Summary
Key Points:
- Cybercriminals are executing a dual-malware campaign exploiting India's tax filing season, utilizing phishing emails that masquerade as communications from the Indian Tax Department to deliver two remote access trojans (RATs).
- The attack impacts users who download malicious files disguised as legitimate tax utilities, leading to persistent access via Gh0st RAT and a .NET-based implant from the QuasarRAT/AsyncRAT family.
- Recommended actions include implementing behavioral detection mechanisms, monitoring for DLL sideloading, unexpected service creation, and in-memory execution activities, rather than relying solely on traditional EDR signatures.
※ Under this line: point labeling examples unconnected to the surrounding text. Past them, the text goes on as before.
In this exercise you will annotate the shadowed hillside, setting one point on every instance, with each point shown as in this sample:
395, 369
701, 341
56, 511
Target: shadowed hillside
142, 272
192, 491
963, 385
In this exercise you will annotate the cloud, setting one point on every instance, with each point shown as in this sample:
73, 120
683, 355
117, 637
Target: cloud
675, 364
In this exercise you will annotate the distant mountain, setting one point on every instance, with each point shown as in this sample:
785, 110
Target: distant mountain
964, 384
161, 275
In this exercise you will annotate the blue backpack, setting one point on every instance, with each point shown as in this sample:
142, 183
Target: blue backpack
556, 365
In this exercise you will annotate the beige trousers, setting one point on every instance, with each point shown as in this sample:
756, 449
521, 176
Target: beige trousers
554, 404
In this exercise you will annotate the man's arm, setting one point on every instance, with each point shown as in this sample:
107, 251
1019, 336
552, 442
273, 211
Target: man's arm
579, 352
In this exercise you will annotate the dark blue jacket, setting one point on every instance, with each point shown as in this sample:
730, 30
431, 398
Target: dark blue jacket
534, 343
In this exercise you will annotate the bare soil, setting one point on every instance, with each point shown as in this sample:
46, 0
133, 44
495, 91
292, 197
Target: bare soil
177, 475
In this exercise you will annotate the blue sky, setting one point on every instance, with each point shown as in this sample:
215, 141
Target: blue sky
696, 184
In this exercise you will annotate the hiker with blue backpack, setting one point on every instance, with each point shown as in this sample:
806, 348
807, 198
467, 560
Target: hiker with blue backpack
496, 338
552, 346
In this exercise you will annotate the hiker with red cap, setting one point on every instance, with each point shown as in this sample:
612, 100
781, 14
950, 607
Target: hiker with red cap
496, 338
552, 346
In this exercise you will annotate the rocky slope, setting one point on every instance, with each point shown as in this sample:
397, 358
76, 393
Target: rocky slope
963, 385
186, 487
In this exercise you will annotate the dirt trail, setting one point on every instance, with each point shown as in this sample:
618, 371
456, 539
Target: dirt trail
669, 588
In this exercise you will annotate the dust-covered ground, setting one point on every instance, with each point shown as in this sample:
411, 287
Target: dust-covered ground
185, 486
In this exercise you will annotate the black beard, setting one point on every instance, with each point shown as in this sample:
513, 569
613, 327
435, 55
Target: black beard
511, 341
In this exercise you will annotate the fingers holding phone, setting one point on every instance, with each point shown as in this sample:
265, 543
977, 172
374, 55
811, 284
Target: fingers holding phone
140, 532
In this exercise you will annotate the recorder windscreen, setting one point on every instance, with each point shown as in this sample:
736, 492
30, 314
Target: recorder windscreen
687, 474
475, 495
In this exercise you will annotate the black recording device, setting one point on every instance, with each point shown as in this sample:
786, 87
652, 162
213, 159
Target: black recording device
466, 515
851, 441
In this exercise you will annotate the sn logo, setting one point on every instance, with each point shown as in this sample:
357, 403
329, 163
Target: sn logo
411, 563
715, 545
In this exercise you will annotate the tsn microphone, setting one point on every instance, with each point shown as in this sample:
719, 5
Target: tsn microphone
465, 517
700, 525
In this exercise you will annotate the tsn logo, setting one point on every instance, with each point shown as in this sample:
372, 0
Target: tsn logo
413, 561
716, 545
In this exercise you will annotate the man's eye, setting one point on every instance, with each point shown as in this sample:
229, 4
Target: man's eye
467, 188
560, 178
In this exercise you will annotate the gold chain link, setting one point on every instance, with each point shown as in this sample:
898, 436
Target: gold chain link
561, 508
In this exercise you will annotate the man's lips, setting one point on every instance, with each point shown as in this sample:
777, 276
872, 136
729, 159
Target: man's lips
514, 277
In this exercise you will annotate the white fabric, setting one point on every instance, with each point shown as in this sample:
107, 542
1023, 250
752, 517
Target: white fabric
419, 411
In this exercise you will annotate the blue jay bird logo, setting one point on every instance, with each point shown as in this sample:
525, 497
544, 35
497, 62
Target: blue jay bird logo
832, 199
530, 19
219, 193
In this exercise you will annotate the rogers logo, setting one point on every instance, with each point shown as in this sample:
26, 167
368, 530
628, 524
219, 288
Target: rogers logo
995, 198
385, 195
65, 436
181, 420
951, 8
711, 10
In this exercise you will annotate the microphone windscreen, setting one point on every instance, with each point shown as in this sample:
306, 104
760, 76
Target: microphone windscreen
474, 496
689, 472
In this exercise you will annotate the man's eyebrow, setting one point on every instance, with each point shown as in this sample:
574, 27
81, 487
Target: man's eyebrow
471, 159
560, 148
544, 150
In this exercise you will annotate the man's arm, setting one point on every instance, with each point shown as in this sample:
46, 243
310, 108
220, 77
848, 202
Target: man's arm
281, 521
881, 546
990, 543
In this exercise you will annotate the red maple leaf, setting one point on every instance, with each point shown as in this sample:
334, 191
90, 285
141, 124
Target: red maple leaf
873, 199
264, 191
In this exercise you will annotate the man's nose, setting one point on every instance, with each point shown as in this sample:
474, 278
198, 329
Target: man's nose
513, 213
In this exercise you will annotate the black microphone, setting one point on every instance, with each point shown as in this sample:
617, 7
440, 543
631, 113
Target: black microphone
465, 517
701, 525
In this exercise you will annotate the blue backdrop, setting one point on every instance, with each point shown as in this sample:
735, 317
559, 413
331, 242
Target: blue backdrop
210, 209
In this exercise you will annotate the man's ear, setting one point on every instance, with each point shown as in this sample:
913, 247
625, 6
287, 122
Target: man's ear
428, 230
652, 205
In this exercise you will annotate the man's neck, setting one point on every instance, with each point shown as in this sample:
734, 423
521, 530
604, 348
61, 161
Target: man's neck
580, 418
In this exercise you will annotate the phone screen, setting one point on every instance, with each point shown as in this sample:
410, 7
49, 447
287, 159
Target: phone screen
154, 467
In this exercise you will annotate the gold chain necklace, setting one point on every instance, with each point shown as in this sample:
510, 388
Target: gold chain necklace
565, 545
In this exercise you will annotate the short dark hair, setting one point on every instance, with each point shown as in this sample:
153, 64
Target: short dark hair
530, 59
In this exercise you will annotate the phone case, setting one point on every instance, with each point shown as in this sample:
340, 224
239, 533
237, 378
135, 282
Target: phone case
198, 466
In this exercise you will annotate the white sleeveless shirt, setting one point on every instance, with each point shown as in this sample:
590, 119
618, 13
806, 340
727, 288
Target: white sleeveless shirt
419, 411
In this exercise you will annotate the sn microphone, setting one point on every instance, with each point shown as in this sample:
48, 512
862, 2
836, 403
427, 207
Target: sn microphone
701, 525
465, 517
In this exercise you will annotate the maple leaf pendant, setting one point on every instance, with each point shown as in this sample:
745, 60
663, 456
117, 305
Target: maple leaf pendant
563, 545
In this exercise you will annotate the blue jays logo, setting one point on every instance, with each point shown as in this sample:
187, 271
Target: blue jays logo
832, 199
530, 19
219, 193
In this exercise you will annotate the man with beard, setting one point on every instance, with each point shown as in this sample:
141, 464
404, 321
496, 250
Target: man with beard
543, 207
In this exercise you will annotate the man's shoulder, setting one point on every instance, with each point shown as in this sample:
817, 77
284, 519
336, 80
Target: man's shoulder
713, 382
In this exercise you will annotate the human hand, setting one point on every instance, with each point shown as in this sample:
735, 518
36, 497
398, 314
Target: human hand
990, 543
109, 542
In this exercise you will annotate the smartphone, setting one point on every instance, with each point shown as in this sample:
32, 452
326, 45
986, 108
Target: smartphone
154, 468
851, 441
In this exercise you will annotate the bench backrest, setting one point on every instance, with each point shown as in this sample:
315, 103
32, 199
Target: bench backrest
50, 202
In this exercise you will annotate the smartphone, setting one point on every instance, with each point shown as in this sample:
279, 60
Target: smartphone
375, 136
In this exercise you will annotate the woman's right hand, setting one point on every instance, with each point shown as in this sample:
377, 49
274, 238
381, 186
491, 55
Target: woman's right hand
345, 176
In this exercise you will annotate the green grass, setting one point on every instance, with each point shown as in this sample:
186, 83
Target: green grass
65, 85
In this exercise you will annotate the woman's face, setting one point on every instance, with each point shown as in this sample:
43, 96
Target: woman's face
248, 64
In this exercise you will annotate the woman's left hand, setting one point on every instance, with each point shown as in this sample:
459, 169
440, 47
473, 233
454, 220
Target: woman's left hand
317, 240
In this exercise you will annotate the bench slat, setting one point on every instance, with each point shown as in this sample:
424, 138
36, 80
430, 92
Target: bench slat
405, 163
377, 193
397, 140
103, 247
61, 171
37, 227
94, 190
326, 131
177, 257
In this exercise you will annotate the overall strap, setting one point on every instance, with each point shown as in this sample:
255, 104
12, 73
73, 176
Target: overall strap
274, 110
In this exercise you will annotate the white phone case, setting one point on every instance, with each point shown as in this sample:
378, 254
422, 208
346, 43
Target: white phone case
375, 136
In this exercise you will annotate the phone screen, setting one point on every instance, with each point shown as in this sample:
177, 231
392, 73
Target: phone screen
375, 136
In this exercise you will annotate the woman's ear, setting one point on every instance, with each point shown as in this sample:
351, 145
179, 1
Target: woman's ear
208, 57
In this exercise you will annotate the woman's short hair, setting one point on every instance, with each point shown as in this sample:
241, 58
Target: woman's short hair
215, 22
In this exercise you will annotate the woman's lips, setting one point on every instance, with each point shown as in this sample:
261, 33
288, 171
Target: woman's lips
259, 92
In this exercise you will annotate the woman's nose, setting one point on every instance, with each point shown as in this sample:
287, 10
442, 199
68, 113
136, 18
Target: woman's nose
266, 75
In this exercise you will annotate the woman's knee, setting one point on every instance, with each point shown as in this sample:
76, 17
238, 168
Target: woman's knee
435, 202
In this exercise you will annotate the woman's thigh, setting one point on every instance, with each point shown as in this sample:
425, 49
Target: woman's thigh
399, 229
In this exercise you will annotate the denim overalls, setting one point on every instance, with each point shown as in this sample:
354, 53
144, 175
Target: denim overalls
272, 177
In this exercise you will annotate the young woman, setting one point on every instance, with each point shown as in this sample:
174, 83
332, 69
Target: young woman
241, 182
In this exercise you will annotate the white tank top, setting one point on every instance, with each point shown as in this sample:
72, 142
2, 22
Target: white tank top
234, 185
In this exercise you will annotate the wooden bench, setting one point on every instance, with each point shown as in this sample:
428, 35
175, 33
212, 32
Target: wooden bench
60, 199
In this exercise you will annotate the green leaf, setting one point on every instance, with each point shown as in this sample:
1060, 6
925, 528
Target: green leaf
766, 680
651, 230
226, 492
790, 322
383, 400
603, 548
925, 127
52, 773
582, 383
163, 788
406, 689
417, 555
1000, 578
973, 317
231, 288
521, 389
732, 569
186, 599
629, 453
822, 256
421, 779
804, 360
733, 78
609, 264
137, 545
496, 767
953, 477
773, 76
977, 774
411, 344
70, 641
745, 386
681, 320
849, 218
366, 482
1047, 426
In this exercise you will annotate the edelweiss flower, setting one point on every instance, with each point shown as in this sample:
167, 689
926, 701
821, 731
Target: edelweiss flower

Technical Details: The malware campaign employs techniques such as DLL side-loading and process injection to evade detection while leveraging legitimate Windows binaries. The use of two distinct RAT families enhances operational resilience against detection efforts.
MITRE ATT&CK Techniques:
- T1566 - Phishing (Initial Access)
- T1071.001 - Application Layer Protocol: Web Protocols (Command and Control)
- T1203 - User Execution (Execution)
- T1055.001 - Process Injection: Dynamic-link Library Injection (Execution)
- T1547.001 - Boot or Logon Autostart Execution: Registry Run Keys (Persistence)
IOCs Mentioned:
- Malicious file names, C2 infrastructure domains, file hashes associated with both RAT families were disclosed in the report. Specific IOCs were not detailed in the summary provided.